A special Wahkon Days event, “Kayak to Spider Island,” took place out of Wahkon City Park on Saturday morning. The kayak excursion was a free event (with an optional canned good donation) out to Spider Island, owned by Carole Erickson. This was the first time Erickson allowed a tour of the island.
Steve Dubbs organized the event and greeted the 30-plus group of kayakers on a perfect August morning with little wind to create chop on the lake. “Spider Island has an interesting history. The island was once owned by the founder of Northwest Airlines, and Charles Lindbergh was a guest. There are rumors that the mob once owned it,” said Dubbs.
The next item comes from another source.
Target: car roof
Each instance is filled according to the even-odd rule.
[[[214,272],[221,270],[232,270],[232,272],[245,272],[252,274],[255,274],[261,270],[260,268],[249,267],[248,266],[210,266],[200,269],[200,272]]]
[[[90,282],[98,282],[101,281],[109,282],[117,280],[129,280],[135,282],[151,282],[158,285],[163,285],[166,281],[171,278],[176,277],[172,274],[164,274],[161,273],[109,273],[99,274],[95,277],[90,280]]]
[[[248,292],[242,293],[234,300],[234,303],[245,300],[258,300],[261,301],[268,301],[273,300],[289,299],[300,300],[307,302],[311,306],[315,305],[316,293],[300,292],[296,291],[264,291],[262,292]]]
The event began at 9 a.m., and kayakers were soon out paddling on smooth water at the sound of a potato gun fire. The excursion was well-organized with life boats nearby to rescue or reprieve if needed. In about an hour, kayakers arrived at Spider Island where Carole and her two daughters, Becky Danielson and Nancy Bock, were graciously there to welcome the group with beverages and scones. Family and volunteer methodically helped kayakers out of their kayaks onto the dock and carried the kayaks onto the island.
“Because I’ve known Steve and Rob Dubbs forever … their folks used to own Izaty’s,” Carole responded when asked what made her decide to open the island up to the kayaker group. “When you get to my age, you can’t say ‘no’ to my friends’ kids.”
Carole’s husband, Dale Erickson, was a dentist in Minneapolis who passed away 10 years ago. “We purchased this place in 1974 and have now owned it for 44 years,” said Carole. The cabin has gone through a lot of changes. “When we moved in, it was so run down, we had to crawl through a window to get in and then restored the place.”
There was a fire on June 30 of 2018 caused by lightning strikes. The Ericksons have been repairing the damage since then.
One participant, Doug Anderson, of Coon Rapids, noted that he grew up in Wahkon as a kid and that his great-uncle, Art Dahlstrom, and cousin, Bill Anderson, helped create the stone retaining wall in the 1950s surrounding the island. “They used a wooden boat and a two-horse Johnson to boat supplies out to the island. It was about two miles from Twin Island, and they made lots of trips. The rocks and the sand they used were from the island,” said Anderson.
“The excursion was wonderful,” said Gail Kulick of Milaca. “It’s been this wonderful, mysterious place, and now we get to see it.”
Another participant, Lynn Steiner of Wahkon, said, “It was so generous of them to let us visit, and the history [of the island] is fascinating. Plus, it’s a spectacular view.”
After spending some time on the island, taking in the magnificent view and visiting with each other and the owners, kayakers began the 2.5 mile paddle back. Organizers of the event warned kayakers about the wind gusts causing choppy water and a more difficult trip back. They also suggested using the life jacket that was required for each of the paddlers to have with them.
The trip back was a tough one. At times, the kayak didn’t seem to move against the wind. However, pontoons were available for anyone who wanted to throw in the towel and hitch a ride back to shore. Others were available to take people home from Frederickson’s Marina if they didn’t want to cross Wahkon Bay back to the park.
At the end of the excursion was a free beverage provided by the owners of Mugg’s of Mille Lacs, Steve and Joan Dubbs.
The day was beautiful, and turnout was great. Thank you to the organizers of the event … we are looking forward to the next trip!
For those looking to get involved with future kayak excursion, Naomi Creech, of Naomi’s Bike and Paddle Rental, will be organizing a kayak club. More details will be provided in future Mille Lacs Messenger editions.